Mar 19 2014
By Sarah Pritchard, medwireNews Reporter
The presence of lymphatic invasion (LI) indicates a worse prognosis for patients with pathologically node-positive lung adenocarcinoma, compared with its absence, indicate Japanese study findings.
Three-year recurrence-free survival (RFS) rates were 48% versus 85% in node-positive patients with and without LI, after a median 42-month follow-up, report the researchers in The Journal of Thoracic and Cardiovascular Surgery.
Indeed, multivariate analysis revealed LI to be the only factor significantly associated with RFS (defined as the length of time until a sign or symptom of cancer after primary surgical treatment) for the 41 node-positive patients in the cohort of 609 patients with stage T1 N0 M0 disease.
While Morihito Okada (Hiroshima University) and colleagues accept that their study was limited by the small number of node-positive participants, they caution that their findings strongly support “the significance of LI status as a predictive factor, particularly in patients whose lymph node status is clinically negative and pathologically positive.”

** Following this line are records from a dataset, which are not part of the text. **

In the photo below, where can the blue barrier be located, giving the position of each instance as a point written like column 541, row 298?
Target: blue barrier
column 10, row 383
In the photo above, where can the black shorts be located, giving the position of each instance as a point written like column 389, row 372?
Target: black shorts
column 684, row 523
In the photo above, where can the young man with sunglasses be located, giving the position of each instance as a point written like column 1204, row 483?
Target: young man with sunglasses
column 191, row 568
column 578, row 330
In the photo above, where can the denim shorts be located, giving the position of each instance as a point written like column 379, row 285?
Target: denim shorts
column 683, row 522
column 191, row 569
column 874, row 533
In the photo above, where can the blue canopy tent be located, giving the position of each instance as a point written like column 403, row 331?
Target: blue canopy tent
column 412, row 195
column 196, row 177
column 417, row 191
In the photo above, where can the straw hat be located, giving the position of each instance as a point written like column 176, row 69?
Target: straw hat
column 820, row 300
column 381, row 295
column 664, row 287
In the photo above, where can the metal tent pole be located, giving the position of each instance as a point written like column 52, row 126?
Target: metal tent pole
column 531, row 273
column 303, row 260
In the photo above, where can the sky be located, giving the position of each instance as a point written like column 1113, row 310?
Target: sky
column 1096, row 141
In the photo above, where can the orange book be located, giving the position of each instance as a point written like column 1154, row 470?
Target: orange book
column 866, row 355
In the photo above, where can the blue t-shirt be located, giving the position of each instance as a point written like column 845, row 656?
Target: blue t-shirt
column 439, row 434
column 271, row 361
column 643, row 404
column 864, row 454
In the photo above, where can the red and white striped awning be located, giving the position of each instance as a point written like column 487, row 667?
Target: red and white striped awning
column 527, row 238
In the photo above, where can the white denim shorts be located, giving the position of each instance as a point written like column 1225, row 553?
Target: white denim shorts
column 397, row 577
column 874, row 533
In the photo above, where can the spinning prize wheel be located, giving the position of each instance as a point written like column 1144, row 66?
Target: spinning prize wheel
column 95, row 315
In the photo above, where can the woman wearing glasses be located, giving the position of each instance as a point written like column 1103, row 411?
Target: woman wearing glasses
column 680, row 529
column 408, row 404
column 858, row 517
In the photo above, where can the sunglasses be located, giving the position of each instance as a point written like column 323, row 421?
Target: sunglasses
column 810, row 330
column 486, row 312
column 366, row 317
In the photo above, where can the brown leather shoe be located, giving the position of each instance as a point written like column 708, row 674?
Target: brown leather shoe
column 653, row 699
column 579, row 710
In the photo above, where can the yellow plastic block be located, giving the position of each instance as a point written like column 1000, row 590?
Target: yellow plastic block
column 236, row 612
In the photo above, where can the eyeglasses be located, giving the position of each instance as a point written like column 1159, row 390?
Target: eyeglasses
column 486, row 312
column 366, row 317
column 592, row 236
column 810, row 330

“That is, poor prognosis should be defined according to not only lymph node status but also LI status”, they add.
The team included patients’ LI, blood vessel invasion, pleural invasion and lymph node metastasis status as well as their lepidic component (LC) ratio in the initial analysis. The LC ratio threshold used was 30%, which is also an indicator of high- or low-grade malignancy.
While positive LI status was the only factor to significantly predict poor RFS for pathologically node-positive patients, an LC ratio above the threshold, positive LI status, blood vessel invasion, pleural invasion and the presence of lymph node metastasis all significantly predicted poor RFS for node-negative patients.
In the analysis of LI status alone, 3-year RFS rates were significantly lower in both pathologically node-positive and node-negative patients with positive LI, at 48% and 71%, compared with their respective counterparts without LI, at 85% and 93%.
The difference in the predictive ability of LI compared with lymphatic metastasis in this population could lie in the difficulty in examining all slices of a tissue specimen, note Okada and colleagues. Some slices – including the tumour – could be pathologically assessed but missed if deemed to have only slight LI.
The team suggests that in addition to LI status indicating prognosis, it could also affect the selection of patients with lung cancer who require adjuvant therapy.